I arrived in Sydney at 6am and was retrieved at the airport by a long-time friend, Fuzz Kitto. I’m staying with Fuzz and Carolyn in Sydney, and their house is a bustle of activity with several young women living there now. The vibe there reminds me of Tom and Christine Sine’s Mustard Seed House in Seattle.
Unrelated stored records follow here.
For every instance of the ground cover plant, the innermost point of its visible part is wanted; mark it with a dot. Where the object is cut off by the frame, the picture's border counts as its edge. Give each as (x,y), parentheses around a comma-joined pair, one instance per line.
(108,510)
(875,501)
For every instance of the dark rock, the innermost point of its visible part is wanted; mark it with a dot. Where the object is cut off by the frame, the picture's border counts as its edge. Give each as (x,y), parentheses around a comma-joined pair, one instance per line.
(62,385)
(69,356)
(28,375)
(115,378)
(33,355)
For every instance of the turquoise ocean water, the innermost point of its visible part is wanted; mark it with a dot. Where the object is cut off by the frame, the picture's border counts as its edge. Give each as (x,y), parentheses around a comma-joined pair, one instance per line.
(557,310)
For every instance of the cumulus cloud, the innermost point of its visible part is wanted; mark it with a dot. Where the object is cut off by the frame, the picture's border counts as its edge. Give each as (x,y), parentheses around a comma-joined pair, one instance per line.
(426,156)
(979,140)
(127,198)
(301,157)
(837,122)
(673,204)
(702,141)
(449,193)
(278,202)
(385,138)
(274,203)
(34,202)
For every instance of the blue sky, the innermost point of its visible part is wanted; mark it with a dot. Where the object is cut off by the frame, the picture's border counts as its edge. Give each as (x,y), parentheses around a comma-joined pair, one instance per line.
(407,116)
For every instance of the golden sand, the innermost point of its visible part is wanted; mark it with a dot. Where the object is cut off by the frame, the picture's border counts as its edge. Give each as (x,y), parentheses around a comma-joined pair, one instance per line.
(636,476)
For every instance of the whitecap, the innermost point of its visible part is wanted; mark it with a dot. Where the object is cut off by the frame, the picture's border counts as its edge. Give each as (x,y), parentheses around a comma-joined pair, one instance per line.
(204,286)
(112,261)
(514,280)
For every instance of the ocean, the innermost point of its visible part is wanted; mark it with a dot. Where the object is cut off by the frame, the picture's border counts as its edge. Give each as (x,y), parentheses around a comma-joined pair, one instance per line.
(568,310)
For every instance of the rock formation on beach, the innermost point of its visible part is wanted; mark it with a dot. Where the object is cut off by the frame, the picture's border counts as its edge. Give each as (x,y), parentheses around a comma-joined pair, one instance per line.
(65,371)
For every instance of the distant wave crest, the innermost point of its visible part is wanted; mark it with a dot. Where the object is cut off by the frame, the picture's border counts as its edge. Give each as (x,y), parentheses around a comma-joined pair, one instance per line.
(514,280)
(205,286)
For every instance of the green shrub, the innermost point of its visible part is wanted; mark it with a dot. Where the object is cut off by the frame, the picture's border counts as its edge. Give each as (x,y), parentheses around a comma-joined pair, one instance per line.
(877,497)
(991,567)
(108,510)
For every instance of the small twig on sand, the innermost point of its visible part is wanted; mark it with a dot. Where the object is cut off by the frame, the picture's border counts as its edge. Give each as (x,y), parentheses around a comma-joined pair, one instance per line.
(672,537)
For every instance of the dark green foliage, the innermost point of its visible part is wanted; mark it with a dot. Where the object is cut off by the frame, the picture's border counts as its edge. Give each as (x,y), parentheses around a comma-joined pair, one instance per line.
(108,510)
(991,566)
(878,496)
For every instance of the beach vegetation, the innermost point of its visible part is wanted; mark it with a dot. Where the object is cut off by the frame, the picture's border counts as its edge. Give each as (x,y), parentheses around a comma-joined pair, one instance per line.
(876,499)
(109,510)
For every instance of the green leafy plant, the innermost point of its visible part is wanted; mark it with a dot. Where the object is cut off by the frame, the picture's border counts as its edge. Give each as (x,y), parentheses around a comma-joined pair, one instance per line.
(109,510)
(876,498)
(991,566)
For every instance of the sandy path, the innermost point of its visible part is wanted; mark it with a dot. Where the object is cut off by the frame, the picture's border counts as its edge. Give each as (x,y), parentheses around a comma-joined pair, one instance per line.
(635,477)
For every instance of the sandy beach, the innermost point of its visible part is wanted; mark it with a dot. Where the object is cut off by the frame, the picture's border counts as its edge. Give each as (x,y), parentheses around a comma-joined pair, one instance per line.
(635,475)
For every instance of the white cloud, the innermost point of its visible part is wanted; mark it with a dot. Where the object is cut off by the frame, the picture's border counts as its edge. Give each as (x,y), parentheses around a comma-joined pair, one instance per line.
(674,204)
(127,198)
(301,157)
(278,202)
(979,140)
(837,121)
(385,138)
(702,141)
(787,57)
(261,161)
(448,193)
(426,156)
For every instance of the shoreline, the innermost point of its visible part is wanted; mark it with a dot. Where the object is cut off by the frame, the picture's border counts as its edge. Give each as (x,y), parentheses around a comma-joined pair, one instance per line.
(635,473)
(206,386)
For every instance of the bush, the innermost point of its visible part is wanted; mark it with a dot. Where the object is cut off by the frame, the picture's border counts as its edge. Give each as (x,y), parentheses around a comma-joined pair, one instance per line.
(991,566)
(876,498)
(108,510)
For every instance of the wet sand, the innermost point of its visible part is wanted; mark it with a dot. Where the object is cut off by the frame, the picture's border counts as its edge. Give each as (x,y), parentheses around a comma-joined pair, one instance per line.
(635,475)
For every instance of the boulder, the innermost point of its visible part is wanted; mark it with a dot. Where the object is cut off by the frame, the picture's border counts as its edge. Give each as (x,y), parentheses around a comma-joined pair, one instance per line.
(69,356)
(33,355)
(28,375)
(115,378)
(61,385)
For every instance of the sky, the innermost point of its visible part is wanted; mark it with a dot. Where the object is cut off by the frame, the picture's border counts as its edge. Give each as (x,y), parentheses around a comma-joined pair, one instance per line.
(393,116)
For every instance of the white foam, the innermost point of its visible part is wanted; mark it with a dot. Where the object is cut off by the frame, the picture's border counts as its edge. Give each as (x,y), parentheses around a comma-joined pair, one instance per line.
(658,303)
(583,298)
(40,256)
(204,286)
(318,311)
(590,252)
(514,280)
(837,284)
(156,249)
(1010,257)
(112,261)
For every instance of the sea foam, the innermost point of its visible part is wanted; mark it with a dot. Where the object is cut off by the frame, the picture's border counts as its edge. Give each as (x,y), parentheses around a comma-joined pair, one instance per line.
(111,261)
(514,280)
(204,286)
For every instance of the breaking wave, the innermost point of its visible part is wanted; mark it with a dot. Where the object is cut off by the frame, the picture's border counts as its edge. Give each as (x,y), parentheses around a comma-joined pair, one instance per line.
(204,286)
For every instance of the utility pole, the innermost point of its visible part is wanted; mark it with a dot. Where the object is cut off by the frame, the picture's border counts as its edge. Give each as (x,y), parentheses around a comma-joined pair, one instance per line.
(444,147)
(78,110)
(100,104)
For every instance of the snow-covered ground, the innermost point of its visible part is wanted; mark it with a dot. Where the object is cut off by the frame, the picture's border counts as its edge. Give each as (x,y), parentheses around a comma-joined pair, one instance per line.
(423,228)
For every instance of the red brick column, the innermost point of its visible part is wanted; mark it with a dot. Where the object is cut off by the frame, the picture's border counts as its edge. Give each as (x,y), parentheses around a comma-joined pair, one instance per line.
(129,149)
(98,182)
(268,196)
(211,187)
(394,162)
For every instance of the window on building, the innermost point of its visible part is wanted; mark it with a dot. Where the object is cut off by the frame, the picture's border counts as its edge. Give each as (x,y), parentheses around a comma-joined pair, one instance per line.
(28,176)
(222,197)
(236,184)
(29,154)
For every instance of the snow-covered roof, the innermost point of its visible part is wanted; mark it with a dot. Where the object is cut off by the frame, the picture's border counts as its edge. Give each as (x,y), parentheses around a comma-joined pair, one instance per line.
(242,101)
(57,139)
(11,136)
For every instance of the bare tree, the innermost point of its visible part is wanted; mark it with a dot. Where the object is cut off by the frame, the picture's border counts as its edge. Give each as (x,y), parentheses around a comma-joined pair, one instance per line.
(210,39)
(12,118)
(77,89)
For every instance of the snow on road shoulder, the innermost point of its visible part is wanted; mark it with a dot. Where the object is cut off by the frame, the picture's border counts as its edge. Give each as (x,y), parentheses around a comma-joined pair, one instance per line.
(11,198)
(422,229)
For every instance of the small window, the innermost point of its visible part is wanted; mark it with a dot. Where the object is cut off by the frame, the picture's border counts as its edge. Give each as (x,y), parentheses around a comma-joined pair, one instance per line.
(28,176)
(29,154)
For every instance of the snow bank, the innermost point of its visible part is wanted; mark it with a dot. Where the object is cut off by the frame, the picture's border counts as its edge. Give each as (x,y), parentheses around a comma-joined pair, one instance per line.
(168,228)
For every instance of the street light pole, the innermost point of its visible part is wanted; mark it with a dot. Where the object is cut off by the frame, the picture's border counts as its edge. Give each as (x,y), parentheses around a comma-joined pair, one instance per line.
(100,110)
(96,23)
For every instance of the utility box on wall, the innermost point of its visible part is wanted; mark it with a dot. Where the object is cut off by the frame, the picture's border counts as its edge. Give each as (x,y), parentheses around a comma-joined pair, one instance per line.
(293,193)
The Kittos, of course, know the Sines and just about everyone else I know around the globe.

Since I refuse to use neck pillows, I didn’t sleep much on the plane and got pretty tired as the day wore on.  I spoke at a “book launch” for The New Christians at noon, then had a great time on a radio show for the Australian Broadcasting Network that will be aired on Sunday night.  In between, Carolyn took me to Coogee Beach for a Chardonnay.  That evening, we met with a dozen emergent church types for an incredible meal cooked by Fuzz that included the best pumpkin soup I’ve ever tasted.

I fell asleep in Carolyn’s car on the way back to the Kittos, and crashed hard when I saw the bed.

All in all, a great first day with many good connections.  And Sydney is a breathtaking city.